Il a ajouté que le sentiment économique aux États-Unis est en hausse, tandis que les perspectives pour la Chine et la zone euro sont devenues plus pessimistes.
M. Wambach a expliqué que "le résultat de l'élection présidentielle américaine est probablement la principale raison de cette évolution très dynamique des attentes économiques".
Les défis internes de l'Allemagne rencontrent les tensions géopolitiques
M. Wambach a souligné que les défis économiques de l'Allemagne sont aggravés par les tensions géopolitiques actuelles, les politiques commerciales de Donald Trump devant ajouter une pression supplémentaire.
"L'Europe bénéficie de l'ouverture des marchés. Trump, d'autre part, veut introduire des droits de douane plus élevés et réduire les impôts pour les entreprises aux États-Unis. Cela exacerbera les problèmes économiques de l'Europe, car les entreprises européennes se sentiront encore plus obligées de produire aux États-Unis au lieu d'y livrer des produits finis", a-t-il noté.
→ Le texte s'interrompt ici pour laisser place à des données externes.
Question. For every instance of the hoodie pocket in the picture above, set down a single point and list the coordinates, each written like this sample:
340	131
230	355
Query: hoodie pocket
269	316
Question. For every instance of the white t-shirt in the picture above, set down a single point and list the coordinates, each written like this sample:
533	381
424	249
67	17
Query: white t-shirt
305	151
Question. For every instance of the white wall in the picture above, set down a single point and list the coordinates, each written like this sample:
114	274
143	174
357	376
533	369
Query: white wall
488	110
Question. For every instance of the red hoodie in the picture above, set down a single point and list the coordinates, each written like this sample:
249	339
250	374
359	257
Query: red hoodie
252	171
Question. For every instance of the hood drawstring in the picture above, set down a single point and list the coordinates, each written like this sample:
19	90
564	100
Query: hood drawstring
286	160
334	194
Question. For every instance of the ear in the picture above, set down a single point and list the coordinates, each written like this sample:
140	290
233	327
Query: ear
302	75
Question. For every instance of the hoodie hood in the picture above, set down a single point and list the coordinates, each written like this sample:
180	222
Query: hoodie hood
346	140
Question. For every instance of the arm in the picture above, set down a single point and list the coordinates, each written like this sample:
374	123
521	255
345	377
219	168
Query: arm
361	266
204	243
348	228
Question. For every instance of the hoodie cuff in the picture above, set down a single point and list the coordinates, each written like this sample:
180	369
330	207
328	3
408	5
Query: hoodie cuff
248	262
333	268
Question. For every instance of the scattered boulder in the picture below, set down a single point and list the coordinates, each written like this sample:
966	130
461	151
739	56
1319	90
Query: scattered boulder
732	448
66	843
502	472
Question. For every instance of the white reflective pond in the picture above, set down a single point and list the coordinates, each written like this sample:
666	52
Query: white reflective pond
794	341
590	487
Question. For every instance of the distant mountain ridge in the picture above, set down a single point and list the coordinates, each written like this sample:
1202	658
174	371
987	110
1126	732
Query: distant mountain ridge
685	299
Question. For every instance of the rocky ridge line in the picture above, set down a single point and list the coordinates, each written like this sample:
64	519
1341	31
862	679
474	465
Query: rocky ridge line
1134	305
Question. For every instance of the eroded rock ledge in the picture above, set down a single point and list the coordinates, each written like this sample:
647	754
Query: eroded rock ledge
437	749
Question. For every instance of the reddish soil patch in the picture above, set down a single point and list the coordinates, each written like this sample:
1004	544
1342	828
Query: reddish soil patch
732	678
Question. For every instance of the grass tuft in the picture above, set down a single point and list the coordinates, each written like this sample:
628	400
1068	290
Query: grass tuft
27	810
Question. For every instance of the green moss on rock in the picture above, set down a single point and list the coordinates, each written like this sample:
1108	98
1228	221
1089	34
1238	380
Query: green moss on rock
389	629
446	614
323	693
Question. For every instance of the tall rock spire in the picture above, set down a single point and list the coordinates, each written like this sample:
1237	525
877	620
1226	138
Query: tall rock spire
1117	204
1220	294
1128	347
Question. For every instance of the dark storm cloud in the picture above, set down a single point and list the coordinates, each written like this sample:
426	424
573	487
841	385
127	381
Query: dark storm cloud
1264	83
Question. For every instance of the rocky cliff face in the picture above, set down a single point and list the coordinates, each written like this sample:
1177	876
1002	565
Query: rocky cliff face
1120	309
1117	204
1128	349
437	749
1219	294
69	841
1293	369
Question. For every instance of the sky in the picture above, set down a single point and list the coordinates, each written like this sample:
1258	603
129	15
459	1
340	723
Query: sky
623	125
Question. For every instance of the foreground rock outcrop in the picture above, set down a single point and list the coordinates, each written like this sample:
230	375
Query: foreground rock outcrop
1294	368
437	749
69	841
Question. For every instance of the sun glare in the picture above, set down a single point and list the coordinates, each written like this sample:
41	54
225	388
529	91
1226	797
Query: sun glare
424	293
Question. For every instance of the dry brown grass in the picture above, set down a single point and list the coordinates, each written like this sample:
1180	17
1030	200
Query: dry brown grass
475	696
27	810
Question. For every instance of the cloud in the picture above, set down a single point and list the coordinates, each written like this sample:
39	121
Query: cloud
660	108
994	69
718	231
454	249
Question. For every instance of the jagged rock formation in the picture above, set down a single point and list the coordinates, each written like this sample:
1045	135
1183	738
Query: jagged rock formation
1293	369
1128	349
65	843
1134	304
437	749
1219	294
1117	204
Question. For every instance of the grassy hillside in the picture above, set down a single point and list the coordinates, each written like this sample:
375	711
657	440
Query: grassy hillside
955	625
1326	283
M. Wambach a également souligné que l'Allemagne avait besoin de toute urgence d'un gouvernement plus proactif pour mettre en place un programme d'investissement, soutenir les infrastructures et se concentrer sur la sécurité économique de l'Europe.
Il a insisté sur le fait que la simple adhésion au conservatisme fiscal ne résoudra pas les problèmes structurels de l'Allemagne : "L'Allemagne a besoin de toute urgence d'un gouvernement capable de prendre des mesures qui réduisent la politique climatique à son noyau efficace", a déclaré M. Wambach, appelant à une approche robuste et axée sur l'investissement pour garantir la résilience face aux vents contraires économiques qui se font de plus en plus sentir.
Impacts sur le marché : baisse des actions et de l'euro
L'indice allemand DAX a chuté de 0,7 % au cours de la matinée de mardi, reflétant les baisses des indices européens, l'indice plus large Euro STOXX 50 ayant également chuté de 0,7 %.
Bayer AG, le géant des produits pharmaceutiques et des sciences de la culture, a vu ses actions chuter de plus de 11 % en raison de résultats décevants et de projections futures revues à la baisse.
Sur le marché plus large de la zone euro, le CAC 40 français a enregistré les pertes les plus importantes, avec une chute de plus de 1 %. Les actions des sociétés de luxe telles que Kering et LVMH ont chuté de 4,6 % et 2,2 % respectivement, les investisseurs se méfiant des restrictions commerciales proposées par Trump, qui pourraient nuire aux exportations européennes vers des marchés clés, y compris la Chine.
L'anxiété des investisseurs concernant l'administration Trump a été renforcée par les spéculations selon lesquelles le sénateur américain Marco Rubio, un faucon bien connu sur la Chine, pourrait être nommé secrétaire d'État.
Dans le même temps, l'euro a poursuivi sa chute face au dollar américain, perdant 0,4 % pour atteindre son plus bas niveau depuis sept mois, à environ 1,06.
La monnaie unique a perdu de la valeur au cours de sept des huit dernières semaines, en grande partie en raison des attentes selon lesquelles les politiques commerciales de Trump pourraient renforcer le dollar en réduisant les importations et en stimulant la croissance intérieure.